Im ersten Studienjahr werden neben den Grundlagen wissenschaftlichen Arbeitens vor allem die fachwissenschaftlichen Kenntnisse der Heilpädagogik und ihrer Nachbargebiete vermittelt; diese sind als Wissensgrundlage der heilpädagogischen Orientierung zu betrachten (Verstehen, Erklären, Einordnen).

Im zweiten Studienjahr stehen im Vordergrund die heilpädagogisch relevanten Ansätze des professionellen Handelns und die theoriegeleitete Praxiserfahrung (Blockpraktikum). Beide Bereiche stellen die Grundlage für begründete, zielgerichtete und reflektierte Vorhegensweisen dar, die für qualifizierte Heilpädagogen/-innen charakteristisch sind.

Im dritten Studienjahr wird die theoriegeleitete Praxiserfahrung fortgesetzt (Teilzeitpraktikum) und in den Wahlpflichtmodulen – ausgerichtet auf drei ausgewählte heilpädagogisch relevante Tätigkeitsfelder – mit spezifischen Theorieerkenntnissen untermauert, konkretisiert und vertieft; dies fördert die Anwendungskompetenz hinsichtlich fachspezifischer Kenntnisse und Handlungsansätze und erleichtert auch die Themenwahl für die BA-Thesis.

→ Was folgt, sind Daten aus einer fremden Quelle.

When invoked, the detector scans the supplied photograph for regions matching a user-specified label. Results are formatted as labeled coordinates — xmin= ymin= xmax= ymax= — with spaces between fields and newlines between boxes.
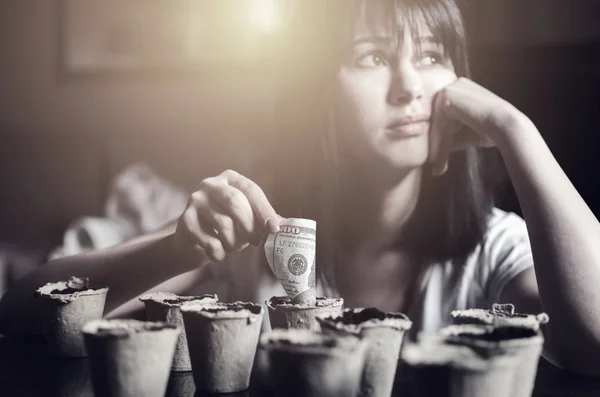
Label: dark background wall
xmin=0 ymin=0 xmax=600 ymax=251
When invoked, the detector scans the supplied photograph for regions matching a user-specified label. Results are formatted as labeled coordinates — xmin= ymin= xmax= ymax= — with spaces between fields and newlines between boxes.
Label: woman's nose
xmin=389 ymin=65 xmax=425 ymax=105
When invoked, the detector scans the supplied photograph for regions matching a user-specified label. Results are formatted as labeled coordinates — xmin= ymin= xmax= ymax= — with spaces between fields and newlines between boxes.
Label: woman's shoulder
xmin=485 ymin=207 xmax=526 ymax=234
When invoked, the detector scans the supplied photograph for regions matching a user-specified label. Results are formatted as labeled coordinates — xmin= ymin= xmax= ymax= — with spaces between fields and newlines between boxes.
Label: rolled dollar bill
xmin=265 ymin=218 xmax=317 ymax=305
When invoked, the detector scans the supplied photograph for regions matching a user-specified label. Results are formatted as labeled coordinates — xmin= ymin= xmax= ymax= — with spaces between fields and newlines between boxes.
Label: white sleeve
xmin=481 ymin=209 xmax=533 ymax=305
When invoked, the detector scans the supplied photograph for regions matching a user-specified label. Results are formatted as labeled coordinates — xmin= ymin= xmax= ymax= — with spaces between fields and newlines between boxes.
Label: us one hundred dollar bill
xmin=265 ymin=218 xmax=317 ymax=304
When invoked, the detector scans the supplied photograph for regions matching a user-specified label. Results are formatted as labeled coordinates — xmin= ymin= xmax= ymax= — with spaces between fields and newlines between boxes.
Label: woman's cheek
xmin=423 ymin=70 xmax=458 ymax=107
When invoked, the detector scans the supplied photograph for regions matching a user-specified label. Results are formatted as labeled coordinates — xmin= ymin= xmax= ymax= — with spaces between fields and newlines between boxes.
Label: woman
xmin=0 ymin=0 xmax=600 ymax=374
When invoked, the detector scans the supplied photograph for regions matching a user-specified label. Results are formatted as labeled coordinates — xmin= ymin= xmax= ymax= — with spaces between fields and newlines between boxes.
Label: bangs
xmin=349 ymin=0 xmax=469 ymax=77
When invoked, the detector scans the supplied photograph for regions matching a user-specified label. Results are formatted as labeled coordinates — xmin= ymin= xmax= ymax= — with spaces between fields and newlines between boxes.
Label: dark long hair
xmin=270 ymin=0 xmax=494 ymax=290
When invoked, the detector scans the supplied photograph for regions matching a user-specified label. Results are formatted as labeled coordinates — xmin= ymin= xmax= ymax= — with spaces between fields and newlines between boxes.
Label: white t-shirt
xmin=189 ymin=208 xmax=533 ymax=334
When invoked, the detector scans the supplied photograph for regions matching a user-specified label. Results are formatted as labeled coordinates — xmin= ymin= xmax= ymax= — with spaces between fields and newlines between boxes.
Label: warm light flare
xmin=250 ymin=0 xmax=281 ymax=32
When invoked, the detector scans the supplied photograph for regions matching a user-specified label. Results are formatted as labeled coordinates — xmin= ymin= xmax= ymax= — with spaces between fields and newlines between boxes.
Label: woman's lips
xmin=386 ymin=120 xmax=429 ymax=139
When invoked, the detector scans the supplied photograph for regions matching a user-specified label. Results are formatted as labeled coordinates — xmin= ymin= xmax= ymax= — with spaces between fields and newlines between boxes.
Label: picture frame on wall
xmin=55 ymin=0 xmax=288 ymax=77
xmin=58 ymin=0 xmax=202 ymax=75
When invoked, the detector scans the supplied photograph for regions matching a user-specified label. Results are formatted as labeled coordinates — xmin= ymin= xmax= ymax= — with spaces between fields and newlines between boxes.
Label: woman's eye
xmin=418 ymin=52 xmax=445 ymax=66
xmin=356 ymin=53 xmax=389 ymax=68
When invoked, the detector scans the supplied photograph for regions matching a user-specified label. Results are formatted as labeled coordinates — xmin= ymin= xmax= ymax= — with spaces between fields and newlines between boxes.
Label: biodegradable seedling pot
xmin=140 ymin=292 xmax=218 ymax=371
xmin=317 ymin=308 xmax=412 ymax=397
xmin=83 ymin=320 xmax=181 ymax=397
xmin=181 ymin=301 xmax=264 ymax=393
xmin=450 ymin=303 xmax=549 ymax=329
xmin=402 ymin=337 xmax=516 ymax=397
xmin=165 ymin=371 xmax=196 ymax=397
xmin=260 ymin=329 xmax=367 ymax=397
xmin=265 ymin=296 xmax=344 ymax=331
xmin=35 ymin=277 xmax=108 ymax=357
xmin=440 ymin=325 xmax=544 ymax=397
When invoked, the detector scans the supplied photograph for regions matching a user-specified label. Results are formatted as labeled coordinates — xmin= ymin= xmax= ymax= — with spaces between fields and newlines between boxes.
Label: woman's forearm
xmin=497 ymin=115 xmax=600 ymax=373
xmin=0 ymin=227 xmax=204 ymax=333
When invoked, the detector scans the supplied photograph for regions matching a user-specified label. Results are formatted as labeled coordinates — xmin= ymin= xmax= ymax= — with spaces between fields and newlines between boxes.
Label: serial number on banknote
xmin=279 ymin=240 xmax=315 ymax=249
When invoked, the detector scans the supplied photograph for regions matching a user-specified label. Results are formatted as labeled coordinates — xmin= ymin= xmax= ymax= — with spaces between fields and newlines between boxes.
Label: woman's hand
xmin=174 ymin=170 xmax=281 ymax=263
xmin=429 ymin=77 xmax=527 ymax=175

Den erforderlichen Praxisbezug des Studiums sichert das Modul „Theoriegeleitete Professionalisierung in Praxisfeldern“ mit insgesamt 18 ECTS. Im Rahmen dieses Moduls absolvieren die Studierenden ein vor- und nachbereitetes Blockpraktikum im Umfang von insgesamt 240 Arbeitsstunden sowie ein begleitetes Teilzeitpraktikum im Umfang von insgesamt 120 Arbeitsstunden.

Berufsfelder

Der Bachelorstudiengang Heilpädagogik qualifiziert für Tätigkeiten in folgenden Arbeitsfeldern:

  • Frühförderung
  • Integrative Kindergärten, Schulen
  • Ambulante, teilstationäre und stationäre Maßnahmen/Einrichtungen der Erziehungshilfe
  • Ambulante, teilstationäre und stationäre Einrichtungen der Kinder- und Jugendpsychiatrie
  • Wohneinrichtungen für erwachsene Menschen mit Behinderung
  • Werkstätten für Behinderte
  • Heilpädagogische Praxen

Das Studium beginnt zum Sommer- und Wintersemester eines jeden Jahres.

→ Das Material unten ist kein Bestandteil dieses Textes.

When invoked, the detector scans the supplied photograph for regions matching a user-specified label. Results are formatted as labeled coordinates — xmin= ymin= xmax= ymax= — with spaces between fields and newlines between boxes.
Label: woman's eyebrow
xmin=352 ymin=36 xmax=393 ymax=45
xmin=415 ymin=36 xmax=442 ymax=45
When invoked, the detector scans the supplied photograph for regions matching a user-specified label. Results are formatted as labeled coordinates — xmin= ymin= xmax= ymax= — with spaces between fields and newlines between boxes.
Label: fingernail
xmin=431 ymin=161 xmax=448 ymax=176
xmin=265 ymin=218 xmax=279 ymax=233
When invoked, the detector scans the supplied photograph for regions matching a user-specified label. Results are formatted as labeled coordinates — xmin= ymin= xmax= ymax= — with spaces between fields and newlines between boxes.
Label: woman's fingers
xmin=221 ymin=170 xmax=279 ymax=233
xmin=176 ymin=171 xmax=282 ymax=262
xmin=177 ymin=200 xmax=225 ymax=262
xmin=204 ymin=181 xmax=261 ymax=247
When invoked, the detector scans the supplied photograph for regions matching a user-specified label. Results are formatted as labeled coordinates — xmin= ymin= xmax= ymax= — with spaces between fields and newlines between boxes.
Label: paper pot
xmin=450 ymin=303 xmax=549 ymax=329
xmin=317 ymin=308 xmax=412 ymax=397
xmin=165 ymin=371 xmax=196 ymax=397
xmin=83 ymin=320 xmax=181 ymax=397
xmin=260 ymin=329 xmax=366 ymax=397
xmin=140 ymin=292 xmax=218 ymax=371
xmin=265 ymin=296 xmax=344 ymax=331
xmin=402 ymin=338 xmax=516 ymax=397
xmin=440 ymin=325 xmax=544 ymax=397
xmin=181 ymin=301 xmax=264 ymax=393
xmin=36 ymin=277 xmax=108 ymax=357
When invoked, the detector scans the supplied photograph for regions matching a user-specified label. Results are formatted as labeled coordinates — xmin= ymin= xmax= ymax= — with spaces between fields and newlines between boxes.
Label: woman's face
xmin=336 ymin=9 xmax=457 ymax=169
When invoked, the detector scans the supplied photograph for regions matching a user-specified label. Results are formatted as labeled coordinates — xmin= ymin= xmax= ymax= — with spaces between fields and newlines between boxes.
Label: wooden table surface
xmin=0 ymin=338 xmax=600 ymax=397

Wintersemester 2010/11 (Bewerbungfrist 15. Juli. )
Sommersemester 2010 (Bewerbungfrist 15. Januar. )

Zusätzliche Informationen

Preisinformation: Der Senat der EFH hat eine Studienbeitragssatzung beschlossen. Danach werden für alle Studierenden 300,00 € pro Semester zuzüglich des üblichen Semesterbeitrages erhoben.